Apple, Spielberg, and Bond

Steven Mallas, Seeking Alpha (free regwall) on Apple and Steve Spielberg inking a deal to bring the series of Amazing Stories to Apple TV:

The plan is for there to be 10 episodes at a cost of $5 million each. That’s nothing to Apple, a drop in the bucket.

And:

Spielberg could shift some of his slate over to streaming services that are aching to differentiate themselves from the pack, primarily the alpha Netflix. Again, here’s where Apple and its cash hoard and its enormous market cap and its platforms that need to be programmed come in – they could help Spielberg distribute concepts that might not find a place elsewhere. Netflix arguably already does this. Think the recent Stephen King adaptation Gerald’s Game. On Netflix, it stands out. In theaters, maybe it wouldn’t have. There’s no way that Cook and Spielberg don’t understand that.

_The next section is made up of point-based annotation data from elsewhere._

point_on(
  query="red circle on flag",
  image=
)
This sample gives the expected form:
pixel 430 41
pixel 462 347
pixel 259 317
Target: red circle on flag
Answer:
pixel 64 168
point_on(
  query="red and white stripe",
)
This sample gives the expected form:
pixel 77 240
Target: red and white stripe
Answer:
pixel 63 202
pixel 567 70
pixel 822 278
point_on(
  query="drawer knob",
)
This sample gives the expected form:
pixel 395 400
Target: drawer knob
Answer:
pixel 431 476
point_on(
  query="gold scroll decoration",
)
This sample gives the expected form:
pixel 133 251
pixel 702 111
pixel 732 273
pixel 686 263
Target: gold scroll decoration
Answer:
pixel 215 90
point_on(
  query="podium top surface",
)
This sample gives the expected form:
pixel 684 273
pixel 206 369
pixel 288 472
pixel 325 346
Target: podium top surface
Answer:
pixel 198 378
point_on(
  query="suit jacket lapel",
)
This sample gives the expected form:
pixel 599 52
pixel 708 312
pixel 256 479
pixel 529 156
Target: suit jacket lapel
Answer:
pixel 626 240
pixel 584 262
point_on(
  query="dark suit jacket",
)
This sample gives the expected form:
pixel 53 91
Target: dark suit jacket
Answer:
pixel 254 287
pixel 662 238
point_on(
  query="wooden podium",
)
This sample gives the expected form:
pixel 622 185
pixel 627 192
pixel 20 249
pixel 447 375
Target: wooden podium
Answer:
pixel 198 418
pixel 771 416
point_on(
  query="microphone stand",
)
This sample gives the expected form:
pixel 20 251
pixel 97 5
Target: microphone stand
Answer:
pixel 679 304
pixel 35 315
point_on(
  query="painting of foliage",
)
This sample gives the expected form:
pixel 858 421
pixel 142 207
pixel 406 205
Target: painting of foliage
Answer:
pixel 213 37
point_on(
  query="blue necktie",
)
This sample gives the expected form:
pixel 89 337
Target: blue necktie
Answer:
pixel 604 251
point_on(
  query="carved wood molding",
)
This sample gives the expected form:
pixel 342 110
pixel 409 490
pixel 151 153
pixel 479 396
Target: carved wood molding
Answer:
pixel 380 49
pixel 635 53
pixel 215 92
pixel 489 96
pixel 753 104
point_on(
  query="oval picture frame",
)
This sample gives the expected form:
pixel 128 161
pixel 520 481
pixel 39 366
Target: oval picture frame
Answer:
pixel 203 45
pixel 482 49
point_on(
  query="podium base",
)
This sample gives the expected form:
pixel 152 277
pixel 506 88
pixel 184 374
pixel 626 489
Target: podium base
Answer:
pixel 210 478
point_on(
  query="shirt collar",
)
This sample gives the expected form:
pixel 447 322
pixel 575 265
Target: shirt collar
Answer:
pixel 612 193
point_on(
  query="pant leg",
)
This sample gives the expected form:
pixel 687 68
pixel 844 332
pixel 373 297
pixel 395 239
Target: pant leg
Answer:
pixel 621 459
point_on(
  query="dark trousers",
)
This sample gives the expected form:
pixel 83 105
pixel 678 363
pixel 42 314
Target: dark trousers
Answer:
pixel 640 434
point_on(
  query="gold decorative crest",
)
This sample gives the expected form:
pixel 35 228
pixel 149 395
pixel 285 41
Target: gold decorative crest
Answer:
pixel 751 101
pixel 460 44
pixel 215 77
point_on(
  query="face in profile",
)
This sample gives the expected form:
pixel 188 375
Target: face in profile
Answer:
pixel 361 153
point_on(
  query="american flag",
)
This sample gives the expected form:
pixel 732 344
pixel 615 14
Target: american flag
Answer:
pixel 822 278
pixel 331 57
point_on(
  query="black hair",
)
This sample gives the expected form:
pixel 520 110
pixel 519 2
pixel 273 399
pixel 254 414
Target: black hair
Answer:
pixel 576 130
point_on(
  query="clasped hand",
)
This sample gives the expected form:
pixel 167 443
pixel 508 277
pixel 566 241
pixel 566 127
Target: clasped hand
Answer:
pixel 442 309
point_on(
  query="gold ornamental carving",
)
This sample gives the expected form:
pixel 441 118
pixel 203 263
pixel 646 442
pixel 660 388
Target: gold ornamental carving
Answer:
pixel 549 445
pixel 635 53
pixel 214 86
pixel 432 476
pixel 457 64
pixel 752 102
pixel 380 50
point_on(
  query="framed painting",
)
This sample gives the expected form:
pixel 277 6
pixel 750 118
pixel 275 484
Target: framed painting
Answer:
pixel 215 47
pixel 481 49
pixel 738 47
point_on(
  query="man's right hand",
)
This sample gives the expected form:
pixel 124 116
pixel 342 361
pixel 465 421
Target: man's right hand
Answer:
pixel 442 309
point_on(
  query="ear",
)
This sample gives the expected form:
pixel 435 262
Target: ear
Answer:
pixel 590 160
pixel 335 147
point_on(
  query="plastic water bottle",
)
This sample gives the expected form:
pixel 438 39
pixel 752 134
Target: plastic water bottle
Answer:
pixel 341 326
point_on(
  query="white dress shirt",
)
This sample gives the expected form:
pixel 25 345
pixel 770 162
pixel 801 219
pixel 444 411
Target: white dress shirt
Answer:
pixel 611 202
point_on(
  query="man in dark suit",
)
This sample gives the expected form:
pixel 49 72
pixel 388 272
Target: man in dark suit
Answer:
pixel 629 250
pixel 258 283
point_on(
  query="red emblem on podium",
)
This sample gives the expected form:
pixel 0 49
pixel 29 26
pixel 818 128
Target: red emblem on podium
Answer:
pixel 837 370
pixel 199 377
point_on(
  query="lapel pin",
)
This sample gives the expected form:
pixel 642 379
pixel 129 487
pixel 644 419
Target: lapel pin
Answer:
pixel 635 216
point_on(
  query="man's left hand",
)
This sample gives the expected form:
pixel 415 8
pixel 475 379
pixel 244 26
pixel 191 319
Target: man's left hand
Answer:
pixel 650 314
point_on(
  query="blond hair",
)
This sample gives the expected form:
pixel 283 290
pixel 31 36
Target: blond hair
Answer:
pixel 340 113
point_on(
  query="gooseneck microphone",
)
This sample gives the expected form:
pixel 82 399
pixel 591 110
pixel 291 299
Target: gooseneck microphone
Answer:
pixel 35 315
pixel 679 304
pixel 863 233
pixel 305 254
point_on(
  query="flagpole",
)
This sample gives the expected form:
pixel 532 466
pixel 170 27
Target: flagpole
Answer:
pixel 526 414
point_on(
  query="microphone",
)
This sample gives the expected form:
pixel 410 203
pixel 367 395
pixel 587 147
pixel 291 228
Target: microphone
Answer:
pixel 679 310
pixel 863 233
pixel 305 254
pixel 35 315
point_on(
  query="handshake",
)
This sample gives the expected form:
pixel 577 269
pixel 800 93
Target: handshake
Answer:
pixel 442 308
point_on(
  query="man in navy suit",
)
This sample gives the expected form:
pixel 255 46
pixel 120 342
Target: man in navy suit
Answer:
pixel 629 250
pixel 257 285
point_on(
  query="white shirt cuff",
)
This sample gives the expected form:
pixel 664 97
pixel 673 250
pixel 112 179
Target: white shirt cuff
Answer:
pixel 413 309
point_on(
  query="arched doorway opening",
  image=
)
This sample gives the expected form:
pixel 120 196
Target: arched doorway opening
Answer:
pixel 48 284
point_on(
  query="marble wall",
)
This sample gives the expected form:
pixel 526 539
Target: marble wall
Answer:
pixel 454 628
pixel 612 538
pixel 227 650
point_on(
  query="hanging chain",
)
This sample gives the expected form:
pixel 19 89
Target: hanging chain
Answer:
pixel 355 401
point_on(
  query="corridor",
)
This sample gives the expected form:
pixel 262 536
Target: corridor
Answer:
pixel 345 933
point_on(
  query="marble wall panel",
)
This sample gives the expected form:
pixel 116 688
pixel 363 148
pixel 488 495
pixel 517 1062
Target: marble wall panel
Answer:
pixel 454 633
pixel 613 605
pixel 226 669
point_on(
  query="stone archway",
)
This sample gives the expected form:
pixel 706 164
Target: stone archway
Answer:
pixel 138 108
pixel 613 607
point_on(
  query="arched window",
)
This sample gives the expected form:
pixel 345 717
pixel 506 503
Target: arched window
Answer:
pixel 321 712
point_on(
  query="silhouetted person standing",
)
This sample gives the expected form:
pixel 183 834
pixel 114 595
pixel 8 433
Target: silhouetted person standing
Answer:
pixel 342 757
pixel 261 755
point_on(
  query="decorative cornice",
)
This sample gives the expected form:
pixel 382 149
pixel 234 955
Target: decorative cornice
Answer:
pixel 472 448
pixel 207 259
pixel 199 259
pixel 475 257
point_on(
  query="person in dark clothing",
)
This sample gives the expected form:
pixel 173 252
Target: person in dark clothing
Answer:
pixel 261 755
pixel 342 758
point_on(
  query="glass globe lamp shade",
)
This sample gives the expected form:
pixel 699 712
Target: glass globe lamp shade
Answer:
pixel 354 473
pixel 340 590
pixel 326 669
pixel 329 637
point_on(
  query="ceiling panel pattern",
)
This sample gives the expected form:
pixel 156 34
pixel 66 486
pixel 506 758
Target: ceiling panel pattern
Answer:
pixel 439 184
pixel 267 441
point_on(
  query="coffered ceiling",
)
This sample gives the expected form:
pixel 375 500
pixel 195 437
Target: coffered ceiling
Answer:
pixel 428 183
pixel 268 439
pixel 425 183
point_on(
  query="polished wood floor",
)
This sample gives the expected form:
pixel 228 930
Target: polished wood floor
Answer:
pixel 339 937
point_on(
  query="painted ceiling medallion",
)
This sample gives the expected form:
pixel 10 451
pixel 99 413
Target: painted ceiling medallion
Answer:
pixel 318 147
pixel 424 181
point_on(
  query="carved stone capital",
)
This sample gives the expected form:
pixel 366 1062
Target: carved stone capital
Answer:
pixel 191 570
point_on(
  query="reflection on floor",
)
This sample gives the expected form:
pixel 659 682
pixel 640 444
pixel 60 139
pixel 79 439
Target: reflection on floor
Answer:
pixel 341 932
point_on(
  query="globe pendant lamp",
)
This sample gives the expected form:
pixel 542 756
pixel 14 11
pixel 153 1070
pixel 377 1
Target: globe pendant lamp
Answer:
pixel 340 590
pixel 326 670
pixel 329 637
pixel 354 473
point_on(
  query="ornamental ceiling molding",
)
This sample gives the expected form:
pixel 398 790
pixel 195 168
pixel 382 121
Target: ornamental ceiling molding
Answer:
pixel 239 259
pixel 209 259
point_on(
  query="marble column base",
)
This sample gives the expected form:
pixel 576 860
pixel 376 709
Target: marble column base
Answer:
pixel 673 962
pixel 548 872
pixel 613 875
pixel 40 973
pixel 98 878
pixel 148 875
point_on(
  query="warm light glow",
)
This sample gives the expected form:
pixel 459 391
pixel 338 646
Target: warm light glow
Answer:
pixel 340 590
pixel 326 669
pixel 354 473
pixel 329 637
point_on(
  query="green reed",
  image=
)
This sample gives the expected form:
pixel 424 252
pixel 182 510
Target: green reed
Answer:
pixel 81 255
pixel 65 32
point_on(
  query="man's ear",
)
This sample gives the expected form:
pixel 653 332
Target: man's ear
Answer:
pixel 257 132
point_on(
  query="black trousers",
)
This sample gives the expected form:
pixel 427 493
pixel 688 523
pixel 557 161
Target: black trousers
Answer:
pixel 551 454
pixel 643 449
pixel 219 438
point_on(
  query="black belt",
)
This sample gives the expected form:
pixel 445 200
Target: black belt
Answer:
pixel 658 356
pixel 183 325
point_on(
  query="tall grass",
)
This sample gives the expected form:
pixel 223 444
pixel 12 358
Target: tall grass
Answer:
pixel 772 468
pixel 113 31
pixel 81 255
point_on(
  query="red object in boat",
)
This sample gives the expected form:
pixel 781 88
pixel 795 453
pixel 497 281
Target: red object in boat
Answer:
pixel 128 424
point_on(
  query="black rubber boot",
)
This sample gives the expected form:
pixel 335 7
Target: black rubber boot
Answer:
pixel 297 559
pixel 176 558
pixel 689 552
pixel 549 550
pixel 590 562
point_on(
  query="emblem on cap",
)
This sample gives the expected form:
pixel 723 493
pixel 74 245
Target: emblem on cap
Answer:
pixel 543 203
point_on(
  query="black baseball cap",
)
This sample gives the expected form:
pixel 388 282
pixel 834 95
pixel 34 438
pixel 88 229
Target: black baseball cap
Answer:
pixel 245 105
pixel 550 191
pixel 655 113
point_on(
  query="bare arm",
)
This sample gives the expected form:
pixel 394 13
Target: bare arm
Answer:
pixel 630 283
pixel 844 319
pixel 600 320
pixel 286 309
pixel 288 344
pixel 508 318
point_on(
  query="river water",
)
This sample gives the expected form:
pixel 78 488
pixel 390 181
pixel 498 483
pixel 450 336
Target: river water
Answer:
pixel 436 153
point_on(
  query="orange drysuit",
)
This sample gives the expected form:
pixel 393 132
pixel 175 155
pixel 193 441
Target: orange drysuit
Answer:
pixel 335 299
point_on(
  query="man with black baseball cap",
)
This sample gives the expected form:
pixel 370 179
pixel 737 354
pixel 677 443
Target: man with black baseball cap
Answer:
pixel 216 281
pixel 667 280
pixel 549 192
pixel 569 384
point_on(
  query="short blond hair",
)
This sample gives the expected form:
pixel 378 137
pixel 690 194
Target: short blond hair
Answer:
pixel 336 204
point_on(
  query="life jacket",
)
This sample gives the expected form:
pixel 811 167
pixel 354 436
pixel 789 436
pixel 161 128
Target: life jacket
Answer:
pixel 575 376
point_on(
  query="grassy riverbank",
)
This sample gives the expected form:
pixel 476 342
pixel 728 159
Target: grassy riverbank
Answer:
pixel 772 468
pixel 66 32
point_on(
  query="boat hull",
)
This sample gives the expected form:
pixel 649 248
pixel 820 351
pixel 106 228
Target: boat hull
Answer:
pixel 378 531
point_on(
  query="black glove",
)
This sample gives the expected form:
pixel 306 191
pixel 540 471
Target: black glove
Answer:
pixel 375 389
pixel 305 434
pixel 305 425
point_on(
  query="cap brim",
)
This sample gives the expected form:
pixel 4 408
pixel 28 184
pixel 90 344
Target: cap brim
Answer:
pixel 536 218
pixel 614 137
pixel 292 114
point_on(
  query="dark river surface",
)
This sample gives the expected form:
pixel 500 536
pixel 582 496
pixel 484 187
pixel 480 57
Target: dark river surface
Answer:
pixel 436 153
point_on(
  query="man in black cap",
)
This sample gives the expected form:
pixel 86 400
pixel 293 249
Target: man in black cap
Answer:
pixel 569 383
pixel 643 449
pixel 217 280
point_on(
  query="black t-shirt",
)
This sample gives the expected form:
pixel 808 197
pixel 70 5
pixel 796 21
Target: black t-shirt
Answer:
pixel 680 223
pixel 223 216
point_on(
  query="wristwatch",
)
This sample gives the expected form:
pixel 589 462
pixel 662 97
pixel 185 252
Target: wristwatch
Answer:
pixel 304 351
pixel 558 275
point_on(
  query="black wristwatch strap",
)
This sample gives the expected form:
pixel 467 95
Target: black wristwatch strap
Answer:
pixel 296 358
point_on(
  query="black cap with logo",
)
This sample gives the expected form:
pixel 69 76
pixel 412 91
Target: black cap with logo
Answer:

The whole article is interesting, especially when Mallas chews on the possibility of Apple buying the rights to James Bond, both existing movies and the rights to new content:

Comparison was made to Disney and its purchases of Marvel/Lucasfilm; Lucasfilm was all about Star Wars, and that cost billions of dollars to consummate. If either Amazon or Apple won the rights to Bond, then those companies could release new films and episodic series on their respective platforms, as well as release movies to theaters on a worldwide basis.

And:

Bond, though, doesn’t necessarily, in my mind, lend itself to capital investment in the same way that Star Wars or Marvel do. I’m not sure about how valuable a merchandising program for Bond would be, as an example.

Interesting comparison. Not sure Netflix thinks about merchandising at all.